Essas bulas eram necessárias porque, tendo sido público o crime ou o delito, era preciso fornecer prova de absolvição para ser novamente admitido aos sacramentos.

O mesmo princípio era aplicado, em direito civil, nas cartas de mercê e remissão, concedidas pelo rei. A entrega dessas cartas e sua inscrição nos registros eram taxadas. Esse uso, muitíssimo antigo, remontava aos costumes dos francos, antes mesmo de sua conversão ao cristianismo. A idéia de João XXII foi, com seu Livro de Taxas e com a instituição da Santa Penitenciaria Apostólica, codificar e generalizar esse uso, idéia que deveria trazer à Igreja somas consideráveis, tal como prova o estado muito florescente do tesouro pontificai, quando da morte daquele papa.

Os membros do clero não eram os únicos sujeitos a essas bulas. Havia taxas igualmente previstas para os leigos. As tarifas eram calculadas em gros, moeda que valia aproximadamente seis libras.

Assim, o parricldio, o fratricídio ou o assassinato de um parente, entre leigos, estavam taxados entre os cinco e sete gros, bem como o incesto, a violação de uma virgem, ou o roubo de objetos sagrados. O marido que espancara a mulher ou fizera com que abortasse, estava sujeito a pagar seis gros; e sete, se houvesse arrancado os cabelos da esposa. A multa maior, ou seja, de vinte e sete gros, referia-se à falsificação de cartas apostólicas, isto é, da assinatura do papa.

As taxas subiam com o tempo, paralelamente com a desvalorização da moeda.

Mas, ainda uma vez, não se tratava da compra da absolvição, e sim de um direito de registro, para fornecimento de provas autenticadas.

Os inúmeros panfletos consagrados a essa questão, e que circularam a partir da Reforma, para desacreditar a Igreja Romana, apoiaram-se todos nessa confusão voluntária.

E digno de nota, além disso, que na mesma ocasião em que João XXII instituía a Santa Penitenciaria, o Rei Filipe V, de seu lado, reorganizava o funcionamento da chancelaria real, e revisava suas tarifas.
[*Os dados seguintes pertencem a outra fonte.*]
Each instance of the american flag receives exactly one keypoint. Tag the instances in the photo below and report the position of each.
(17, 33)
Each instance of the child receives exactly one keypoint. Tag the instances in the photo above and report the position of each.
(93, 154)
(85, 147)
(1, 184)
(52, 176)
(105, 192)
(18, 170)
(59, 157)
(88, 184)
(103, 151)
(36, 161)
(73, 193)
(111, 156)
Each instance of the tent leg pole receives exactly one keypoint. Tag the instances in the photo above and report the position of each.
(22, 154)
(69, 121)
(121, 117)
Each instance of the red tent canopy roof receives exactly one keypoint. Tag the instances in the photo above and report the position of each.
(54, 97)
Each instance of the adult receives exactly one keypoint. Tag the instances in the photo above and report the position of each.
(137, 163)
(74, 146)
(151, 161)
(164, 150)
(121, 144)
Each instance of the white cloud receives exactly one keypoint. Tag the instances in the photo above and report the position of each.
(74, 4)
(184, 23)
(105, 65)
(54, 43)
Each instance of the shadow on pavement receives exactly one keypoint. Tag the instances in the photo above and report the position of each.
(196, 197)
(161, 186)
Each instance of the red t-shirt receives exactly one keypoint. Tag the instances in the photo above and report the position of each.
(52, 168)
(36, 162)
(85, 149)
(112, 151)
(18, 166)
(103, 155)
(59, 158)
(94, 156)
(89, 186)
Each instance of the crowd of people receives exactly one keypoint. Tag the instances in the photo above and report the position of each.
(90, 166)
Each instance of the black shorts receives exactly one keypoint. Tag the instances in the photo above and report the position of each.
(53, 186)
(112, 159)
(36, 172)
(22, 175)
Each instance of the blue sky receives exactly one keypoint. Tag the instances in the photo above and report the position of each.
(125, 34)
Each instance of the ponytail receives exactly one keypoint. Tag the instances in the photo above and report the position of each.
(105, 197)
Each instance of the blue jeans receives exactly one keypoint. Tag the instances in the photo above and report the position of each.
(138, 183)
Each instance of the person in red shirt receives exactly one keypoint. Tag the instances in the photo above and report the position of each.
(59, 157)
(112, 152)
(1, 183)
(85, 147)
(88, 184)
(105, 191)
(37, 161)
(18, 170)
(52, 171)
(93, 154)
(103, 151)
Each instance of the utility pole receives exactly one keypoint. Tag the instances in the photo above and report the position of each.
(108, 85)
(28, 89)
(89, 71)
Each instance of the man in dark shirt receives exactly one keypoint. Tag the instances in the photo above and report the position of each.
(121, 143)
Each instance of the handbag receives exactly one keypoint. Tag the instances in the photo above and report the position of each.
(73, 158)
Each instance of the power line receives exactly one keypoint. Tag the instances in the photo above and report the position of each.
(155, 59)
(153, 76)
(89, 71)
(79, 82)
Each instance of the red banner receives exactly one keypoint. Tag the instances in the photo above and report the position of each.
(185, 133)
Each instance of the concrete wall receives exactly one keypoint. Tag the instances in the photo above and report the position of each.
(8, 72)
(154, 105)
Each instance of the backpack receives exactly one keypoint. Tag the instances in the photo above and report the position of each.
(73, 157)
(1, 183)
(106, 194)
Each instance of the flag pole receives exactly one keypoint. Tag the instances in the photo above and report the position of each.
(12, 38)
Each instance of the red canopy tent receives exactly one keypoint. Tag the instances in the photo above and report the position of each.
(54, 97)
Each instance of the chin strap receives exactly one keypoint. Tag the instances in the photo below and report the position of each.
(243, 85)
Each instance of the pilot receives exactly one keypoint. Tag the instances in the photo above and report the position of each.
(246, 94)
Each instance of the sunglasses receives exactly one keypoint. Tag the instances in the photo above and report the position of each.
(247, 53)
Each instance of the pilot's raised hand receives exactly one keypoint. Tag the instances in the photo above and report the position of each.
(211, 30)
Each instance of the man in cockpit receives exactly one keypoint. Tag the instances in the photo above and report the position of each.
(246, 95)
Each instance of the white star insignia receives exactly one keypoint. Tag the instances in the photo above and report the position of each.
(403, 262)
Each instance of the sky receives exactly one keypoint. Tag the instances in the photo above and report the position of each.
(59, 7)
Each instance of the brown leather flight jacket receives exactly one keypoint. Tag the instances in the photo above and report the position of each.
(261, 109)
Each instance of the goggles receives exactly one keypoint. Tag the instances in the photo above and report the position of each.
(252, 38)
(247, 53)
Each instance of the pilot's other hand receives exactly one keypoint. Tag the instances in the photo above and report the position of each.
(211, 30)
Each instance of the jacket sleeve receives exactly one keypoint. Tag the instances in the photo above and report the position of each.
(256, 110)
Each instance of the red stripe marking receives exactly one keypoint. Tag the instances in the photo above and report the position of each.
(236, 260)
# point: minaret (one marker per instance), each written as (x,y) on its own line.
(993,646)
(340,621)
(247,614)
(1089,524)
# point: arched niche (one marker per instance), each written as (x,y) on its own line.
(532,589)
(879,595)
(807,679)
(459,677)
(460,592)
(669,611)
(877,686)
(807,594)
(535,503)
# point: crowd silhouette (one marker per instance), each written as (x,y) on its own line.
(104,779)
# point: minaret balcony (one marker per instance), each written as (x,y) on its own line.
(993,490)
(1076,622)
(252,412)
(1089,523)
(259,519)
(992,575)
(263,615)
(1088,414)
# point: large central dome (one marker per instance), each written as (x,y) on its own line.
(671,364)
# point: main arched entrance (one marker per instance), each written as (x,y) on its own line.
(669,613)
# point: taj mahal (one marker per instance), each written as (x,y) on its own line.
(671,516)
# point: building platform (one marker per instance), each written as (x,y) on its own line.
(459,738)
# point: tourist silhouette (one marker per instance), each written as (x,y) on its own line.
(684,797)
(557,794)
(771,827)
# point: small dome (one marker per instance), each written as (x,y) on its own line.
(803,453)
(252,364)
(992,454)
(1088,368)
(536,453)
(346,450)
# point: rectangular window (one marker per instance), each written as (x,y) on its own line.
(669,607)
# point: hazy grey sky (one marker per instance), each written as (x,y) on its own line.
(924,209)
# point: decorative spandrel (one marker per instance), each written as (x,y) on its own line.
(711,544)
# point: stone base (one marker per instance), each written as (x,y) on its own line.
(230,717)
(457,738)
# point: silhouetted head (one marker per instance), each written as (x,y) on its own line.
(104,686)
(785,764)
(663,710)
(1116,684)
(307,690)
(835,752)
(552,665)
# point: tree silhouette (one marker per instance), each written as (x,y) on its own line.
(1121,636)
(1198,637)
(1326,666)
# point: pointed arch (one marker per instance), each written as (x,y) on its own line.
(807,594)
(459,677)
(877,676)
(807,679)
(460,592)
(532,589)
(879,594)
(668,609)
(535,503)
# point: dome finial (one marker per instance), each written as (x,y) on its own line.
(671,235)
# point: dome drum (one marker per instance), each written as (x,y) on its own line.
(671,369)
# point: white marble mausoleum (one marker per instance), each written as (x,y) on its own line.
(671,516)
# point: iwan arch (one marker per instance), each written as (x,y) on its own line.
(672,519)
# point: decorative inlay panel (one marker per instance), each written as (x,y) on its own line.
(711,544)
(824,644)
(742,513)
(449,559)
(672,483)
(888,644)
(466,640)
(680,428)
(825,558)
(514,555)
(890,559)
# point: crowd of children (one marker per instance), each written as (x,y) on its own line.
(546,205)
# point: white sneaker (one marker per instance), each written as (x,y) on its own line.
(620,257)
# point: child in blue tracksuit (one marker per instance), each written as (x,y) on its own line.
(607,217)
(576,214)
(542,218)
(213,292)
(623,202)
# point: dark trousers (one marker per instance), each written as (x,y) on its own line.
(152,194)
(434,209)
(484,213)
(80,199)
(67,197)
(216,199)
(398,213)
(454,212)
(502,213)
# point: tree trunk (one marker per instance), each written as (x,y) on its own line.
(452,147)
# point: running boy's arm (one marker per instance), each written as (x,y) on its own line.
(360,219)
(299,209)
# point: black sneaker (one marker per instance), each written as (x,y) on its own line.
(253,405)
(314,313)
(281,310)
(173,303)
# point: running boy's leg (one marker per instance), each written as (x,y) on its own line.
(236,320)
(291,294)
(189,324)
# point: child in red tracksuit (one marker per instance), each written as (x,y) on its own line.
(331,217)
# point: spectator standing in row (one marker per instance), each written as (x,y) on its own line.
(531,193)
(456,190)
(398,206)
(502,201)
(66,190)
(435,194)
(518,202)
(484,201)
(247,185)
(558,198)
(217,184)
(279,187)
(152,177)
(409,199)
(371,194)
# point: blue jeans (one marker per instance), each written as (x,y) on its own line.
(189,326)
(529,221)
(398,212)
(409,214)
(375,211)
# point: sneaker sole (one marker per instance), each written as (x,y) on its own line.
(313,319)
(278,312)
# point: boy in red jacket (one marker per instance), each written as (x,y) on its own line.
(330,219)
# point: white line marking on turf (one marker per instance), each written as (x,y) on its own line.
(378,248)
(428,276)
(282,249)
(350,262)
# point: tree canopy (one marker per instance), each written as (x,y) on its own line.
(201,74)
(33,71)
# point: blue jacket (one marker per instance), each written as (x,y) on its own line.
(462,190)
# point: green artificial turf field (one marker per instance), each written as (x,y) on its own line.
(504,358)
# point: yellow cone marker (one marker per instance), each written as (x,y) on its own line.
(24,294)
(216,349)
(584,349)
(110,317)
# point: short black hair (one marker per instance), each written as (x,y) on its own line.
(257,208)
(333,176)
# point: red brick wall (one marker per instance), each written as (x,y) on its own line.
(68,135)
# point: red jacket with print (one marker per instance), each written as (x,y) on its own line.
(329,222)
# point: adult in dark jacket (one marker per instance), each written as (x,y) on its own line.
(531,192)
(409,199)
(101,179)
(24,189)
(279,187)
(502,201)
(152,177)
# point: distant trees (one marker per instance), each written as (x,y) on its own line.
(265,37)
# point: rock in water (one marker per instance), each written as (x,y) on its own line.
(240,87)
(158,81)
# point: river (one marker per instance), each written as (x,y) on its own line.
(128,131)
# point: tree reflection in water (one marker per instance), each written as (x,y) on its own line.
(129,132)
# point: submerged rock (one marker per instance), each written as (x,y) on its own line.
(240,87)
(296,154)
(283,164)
(10) Os Frades Pregadores, ou Dominicanos, eram também chamados Jacobinos por causa da Igreja Saint-Jacques que lhes tinham dado, em Paris, e em torno da qual haviam instalado a sua comunidade.

O convento de Lião, onde se realizou o conclave de 1316, fora edificado em 1236, em terrenos situados atrás da casa dos Templários. O conjunto do mosteiro estendia-se da atual praça dos Jacobinos até a praça Bellecour.

(11) Godofredo Coquatrix (sem dúvida do termo coquatier, negociante de ovos e aves) casado antes com Maria La Marcelle, depois com Joana Gencien, conservou até sua morte, em 1321, todos os cargos que havia acumulado sob três reinados, sem jamais prestar contas deles. Foi somente o filho de Carlos de Valois, Filipe VI, quem, depois de 1328, resolveu pedir essa prestação de contas aos herdeiros de Godofredo Coquatrix. Teve que renunciar a isso e, finalmente, deu os filhos como quites da obrigação de justificar a administração de seu pai, em troca de uma soma de 15.00O libras, a título de compensação.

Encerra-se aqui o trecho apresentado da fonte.